Anyway, the compromise that arose was that if everyone is special, no one is special, so they created an entirely new set of letters that has no direct relation to any real words for the compromise: UTC.


Hey, Joel. I was looking back on this answer, and maybe I missed something, but do you have any idea why this isn't returning exactly 18? One year is a leap year after Feb. 28th, but I assumed that the following function (basically the last one you posted) would take care of that.

Any ideas?


years_difference = function(to, from) {
  leap <- sum(c(leap_year(to) & yday(to) > yday("2018-02-28"), 
               leap_year(from) & yday(from) > yday("2018-02-28"))) == 1
  years_difference <- year(to) - year(from) + (yday(to) - yday(from) - ifelse(leap, 1, 0))/365

years_difference(as_date("2018-09-15"), as_date("2000-09-15"))
#> [1] 17.99452

Created on 2018-08-17 by the reprex package (v0.2.0).

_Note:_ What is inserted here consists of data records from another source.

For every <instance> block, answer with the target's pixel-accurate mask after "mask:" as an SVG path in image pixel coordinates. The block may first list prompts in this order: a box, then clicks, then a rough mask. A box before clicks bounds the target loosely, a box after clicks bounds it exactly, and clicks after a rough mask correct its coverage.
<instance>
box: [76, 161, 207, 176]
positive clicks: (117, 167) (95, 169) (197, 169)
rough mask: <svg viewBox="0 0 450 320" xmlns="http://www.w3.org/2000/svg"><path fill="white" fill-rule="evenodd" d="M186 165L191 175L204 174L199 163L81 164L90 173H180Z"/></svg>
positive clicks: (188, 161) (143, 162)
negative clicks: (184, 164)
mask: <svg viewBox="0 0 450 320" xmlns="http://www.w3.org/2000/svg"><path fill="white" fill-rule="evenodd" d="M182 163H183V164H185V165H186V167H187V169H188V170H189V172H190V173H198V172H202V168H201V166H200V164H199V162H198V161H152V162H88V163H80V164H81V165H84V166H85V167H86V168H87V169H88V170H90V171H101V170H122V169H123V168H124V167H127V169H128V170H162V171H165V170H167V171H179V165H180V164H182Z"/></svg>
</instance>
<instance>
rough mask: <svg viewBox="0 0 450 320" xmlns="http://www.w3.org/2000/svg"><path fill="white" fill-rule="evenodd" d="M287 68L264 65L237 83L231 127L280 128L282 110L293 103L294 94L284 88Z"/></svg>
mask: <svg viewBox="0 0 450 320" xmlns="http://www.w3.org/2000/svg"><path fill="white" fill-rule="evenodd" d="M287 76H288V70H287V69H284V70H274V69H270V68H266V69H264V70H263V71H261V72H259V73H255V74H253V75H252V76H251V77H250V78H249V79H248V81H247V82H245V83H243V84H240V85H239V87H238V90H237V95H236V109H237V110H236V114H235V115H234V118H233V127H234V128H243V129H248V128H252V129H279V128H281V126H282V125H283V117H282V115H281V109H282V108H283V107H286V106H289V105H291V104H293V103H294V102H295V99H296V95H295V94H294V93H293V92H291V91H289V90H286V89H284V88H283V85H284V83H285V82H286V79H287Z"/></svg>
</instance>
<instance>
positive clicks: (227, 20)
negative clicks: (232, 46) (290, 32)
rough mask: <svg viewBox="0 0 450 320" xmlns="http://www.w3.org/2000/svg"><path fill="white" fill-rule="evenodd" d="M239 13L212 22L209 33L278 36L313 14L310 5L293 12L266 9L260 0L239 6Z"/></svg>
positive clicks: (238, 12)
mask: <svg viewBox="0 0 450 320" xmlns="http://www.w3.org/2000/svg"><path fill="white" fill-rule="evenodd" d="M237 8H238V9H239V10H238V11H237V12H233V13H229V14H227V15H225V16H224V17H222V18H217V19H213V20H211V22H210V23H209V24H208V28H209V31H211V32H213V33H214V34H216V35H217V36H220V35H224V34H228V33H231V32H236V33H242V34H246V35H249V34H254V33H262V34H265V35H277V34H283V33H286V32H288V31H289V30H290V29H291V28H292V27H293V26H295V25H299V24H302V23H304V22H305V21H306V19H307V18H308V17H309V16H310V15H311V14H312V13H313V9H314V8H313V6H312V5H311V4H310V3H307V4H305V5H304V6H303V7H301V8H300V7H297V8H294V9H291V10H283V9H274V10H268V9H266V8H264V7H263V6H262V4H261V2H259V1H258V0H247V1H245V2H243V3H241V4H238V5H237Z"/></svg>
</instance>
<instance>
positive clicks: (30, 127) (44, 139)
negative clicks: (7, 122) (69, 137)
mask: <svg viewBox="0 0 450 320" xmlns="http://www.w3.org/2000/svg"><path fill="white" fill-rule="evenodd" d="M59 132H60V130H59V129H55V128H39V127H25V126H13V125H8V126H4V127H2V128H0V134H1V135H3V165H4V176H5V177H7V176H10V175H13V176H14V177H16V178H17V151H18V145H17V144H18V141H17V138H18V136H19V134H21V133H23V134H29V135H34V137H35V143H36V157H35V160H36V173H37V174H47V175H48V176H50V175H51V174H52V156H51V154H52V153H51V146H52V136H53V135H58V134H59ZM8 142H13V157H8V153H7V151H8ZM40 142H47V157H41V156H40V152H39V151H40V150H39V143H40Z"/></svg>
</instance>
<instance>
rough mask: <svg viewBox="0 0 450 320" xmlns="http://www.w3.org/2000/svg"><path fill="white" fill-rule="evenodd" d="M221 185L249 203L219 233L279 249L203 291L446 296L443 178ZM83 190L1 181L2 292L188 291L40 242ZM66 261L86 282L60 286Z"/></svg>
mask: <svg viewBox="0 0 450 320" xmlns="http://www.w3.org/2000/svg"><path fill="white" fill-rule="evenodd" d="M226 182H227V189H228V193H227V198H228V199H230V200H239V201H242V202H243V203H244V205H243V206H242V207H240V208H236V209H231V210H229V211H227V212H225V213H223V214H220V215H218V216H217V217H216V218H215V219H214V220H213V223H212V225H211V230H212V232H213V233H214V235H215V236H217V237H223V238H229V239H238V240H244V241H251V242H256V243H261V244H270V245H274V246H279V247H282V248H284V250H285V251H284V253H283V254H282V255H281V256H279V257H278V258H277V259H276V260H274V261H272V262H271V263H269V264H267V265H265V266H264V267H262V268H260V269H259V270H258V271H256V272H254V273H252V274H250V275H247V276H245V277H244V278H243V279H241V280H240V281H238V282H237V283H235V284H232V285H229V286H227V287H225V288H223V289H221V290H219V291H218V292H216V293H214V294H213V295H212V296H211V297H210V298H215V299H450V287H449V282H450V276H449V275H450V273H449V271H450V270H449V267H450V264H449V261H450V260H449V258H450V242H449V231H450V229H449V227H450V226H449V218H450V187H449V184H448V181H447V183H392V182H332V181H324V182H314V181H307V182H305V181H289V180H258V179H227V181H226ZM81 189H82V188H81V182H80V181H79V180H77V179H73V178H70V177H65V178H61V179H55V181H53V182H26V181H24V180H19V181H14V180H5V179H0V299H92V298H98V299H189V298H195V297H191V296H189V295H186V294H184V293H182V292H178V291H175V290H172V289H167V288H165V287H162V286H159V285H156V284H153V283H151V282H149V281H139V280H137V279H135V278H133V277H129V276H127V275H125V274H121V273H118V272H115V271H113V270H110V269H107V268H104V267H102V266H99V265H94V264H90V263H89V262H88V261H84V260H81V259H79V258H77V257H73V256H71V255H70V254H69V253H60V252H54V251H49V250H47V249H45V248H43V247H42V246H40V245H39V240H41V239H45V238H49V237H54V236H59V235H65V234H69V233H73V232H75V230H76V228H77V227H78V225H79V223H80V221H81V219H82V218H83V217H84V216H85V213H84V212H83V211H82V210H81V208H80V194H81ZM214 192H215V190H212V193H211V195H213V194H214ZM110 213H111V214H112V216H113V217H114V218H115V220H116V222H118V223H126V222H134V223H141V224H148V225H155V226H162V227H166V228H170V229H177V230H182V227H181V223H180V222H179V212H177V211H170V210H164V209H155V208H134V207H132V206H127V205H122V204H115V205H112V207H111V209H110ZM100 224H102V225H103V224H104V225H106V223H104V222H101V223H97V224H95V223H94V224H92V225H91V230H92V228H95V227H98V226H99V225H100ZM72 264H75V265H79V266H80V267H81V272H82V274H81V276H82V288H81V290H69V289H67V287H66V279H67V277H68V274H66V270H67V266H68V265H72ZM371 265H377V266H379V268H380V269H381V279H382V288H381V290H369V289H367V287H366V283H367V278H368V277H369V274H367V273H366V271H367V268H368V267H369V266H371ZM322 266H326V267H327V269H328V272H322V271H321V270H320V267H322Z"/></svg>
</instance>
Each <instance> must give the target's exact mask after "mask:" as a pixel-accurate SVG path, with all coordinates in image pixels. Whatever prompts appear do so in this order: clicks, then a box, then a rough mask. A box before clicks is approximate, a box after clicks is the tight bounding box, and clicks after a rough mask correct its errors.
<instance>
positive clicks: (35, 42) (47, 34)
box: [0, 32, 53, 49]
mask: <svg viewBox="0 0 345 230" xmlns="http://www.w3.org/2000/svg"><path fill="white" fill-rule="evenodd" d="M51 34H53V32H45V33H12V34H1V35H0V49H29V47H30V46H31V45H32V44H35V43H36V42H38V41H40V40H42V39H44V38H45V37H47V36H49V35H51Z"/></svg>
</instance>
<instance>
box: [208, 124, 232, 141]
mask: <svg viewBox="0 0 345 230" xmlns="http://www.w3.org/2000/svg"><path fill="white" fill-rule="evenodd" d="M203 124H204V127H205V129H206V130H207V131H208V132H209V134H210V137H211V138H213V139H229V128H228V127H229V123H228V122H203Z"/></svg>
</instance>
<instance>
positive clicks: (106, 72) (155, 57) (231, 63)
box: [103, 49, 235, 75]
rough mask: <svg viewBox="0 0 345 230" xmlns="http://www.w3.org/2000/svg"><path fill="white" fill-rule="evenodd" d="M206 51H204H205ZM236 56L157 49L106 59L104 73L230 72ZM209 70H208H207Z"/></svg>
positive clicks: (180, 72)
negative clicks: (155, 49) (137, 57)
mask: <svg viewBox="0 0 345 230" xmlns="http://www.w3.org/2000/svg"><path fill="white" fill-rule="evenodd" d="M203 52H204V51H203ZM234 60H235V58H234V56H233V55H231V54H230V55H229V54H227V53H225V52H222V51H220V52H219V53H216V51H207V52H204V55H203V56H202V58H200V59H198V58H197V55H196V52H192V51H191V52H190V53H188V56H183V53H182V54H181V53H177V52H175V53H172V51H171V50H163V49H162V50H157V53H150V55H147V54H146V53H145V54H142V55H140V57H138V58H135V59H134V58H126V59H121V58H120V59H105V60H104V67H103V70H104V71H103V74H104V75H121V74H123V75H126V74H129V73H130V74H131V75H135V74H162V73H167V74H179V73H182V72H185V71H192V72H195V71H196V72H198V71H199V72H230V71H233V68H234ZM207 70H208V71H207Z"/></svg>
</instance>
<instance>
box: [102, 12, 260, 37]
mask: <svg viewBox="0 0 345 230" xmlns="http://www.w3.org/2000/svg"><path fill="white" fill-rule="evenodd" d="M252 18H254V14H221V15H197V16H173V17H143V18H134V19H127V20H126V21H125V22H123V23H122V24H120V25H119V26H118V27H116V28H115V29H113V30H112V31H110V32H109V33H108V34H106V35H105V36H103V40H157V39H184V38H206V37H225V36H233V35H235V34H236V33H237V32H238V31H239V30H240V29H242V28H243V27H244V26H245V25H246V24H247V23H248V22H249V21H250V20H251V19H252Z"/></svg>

I'm afraid I don't know how to resolve your last question, but I'd point you to the lubridate documentation for a good example of why this problem is so difficult.

See the section entitled "If anyone drove a time machine, they would crash":

Let's say our starting date is 2016-02-29, a leap day. What date is one year later? Presumably either 2017-02-28 or 2017-03-01, right? But either one you pick, you'll end up with two different start dates that are both exactly one year prior to that date. The problem is that a year, like a month, is an ambiguous unit that takes more than one form.

One alternative that is arguably more consistent, but perhaps less satisfying, would be to use tropical years, which are 365.24 days long. Then most "years" are only 99.9% of a tropical year, but leap years are 100.2% of a tropical year. Then it's always wrong, but the error will tend toward zero over time. (Which is also my personal goal. :slight_smile: )

1 Like

Yeah that's fair. Thanks for helping!

Alright everyone, because of some nice Twitter talk, I have a solution that I think should be as perfect as it'll get.

It seems like it's an interval/period issue. Dates -- fun stuff.


get_ages <- function(to, from) {
  to <- lubridate::as_date(to)
  from <- lubridate::as_date(from)
  age <- from%--%to / lubridate::years(1)

get_ages("2018-09-15", "2000-09-15")
#> [1] 18
get_ages("2018-09-15", "1999-09-15")
#> [1] 19
get_ages("2018-09-15", "2000-09-16")
#> [1] 17.99726

Created on 2018-08-17 by the reprex package (v0.2.0).